Vi que eu tinha que sair do partido. Eu acompanhei a candidatura do Atenágoras, para deputado estadual, e vi que a gente tinha que se filiar e trazer o PSTU para o nosso município. No começo, foram apenas quatro, agora já temos um diretório.

Houve um episódio marcante em relação ao palanque do PT durante a campanha?
No segundo turno das eleições, tinha um comício do PT e eu passei e dei uma olhada. E quem estava no palanque? Todos os assassinos estavam lá. O assassino do Lezinho, um sindicalista morto em 2002, estava lá e a viúva dele também. Aquilo me indignou muito. Até me chamaram para subir no palanque e eu disse não. Lá não era meu lugar. Lá estava o Sr. Décio Barroso Mendes, o mandante do crime, algo que foi provado, junto com a esposa da vítima. Como também estavam os mandantes do José de Ribamar, o sindicalista que foi morto há um mês.

E que você acha que irá acontecer daqui pra diante?

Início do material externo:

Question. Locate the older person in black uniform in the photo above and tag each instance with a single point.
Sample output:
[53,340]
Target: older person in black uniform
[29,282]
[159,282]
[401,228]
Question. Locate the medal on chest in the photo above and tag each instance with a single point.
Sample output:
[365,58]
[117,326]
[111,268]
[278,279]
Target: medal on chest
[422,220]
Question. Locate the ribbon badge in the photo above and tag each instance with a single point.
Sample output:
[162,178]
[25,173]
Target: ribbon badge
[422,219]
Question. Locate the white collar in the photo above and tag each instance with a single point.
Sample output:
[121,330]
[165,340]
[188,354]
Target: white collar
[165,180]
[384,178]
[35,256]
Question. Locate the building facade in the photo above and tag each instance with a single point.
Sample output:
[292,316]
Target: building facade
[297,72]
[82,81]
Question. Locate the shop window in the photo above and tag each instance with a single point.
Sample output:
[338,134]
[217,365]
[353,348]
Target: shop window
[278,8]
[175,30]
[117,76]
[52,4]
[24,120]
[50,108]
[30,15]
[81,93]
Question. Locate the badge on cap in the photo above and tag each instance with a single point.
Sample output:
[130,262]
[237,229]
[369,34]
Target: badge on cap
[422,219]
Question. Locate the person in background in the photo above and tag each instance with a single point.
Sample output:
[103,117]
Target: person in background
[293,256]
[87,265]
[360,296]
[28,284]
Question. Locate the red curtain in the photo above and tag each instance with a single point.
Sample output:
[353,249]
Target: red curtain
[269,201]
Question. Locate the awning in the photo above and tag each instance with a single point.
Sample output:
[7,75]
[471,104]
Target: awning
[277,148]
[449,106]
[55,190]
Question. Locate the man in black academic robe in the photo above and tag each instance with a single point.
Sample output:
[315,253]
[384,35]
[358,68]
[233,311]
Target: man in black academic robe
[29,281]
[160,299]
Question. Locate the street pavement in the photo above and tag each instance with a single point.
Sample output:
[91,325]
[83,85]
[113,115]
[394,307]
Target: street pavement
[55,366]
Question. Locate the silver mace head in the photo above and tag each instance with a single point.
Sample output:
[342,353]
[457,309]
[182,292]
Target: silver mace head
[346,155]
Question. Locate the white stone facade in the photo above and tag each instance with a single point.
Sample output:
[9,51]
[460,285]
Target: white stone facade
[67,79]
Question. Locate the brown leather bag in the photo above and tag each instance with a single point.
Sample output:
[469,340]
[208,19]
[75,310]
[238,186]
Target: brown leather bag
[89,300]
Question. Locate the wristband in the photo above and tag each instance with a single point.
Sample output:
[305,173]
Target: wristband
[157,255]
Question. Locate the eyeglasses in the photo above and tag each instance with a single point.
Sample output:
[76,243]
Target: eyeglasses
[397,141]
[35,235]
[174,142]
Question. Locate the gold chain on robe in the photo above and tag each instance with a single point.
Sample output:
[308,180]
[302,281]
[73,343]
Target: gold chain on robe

O Encontro Sindical Nacional contra as reformas do governo demonstrou que as lutas vão aumentar. Nosso papel, lá entre os madeireiros, é levar a discussão sobre a luta contra as reformas para fazer parte desse enorme movimento que, eu acredito, pode criar uma alternativa de luta para todos os trabalhadores do campo e da cidade.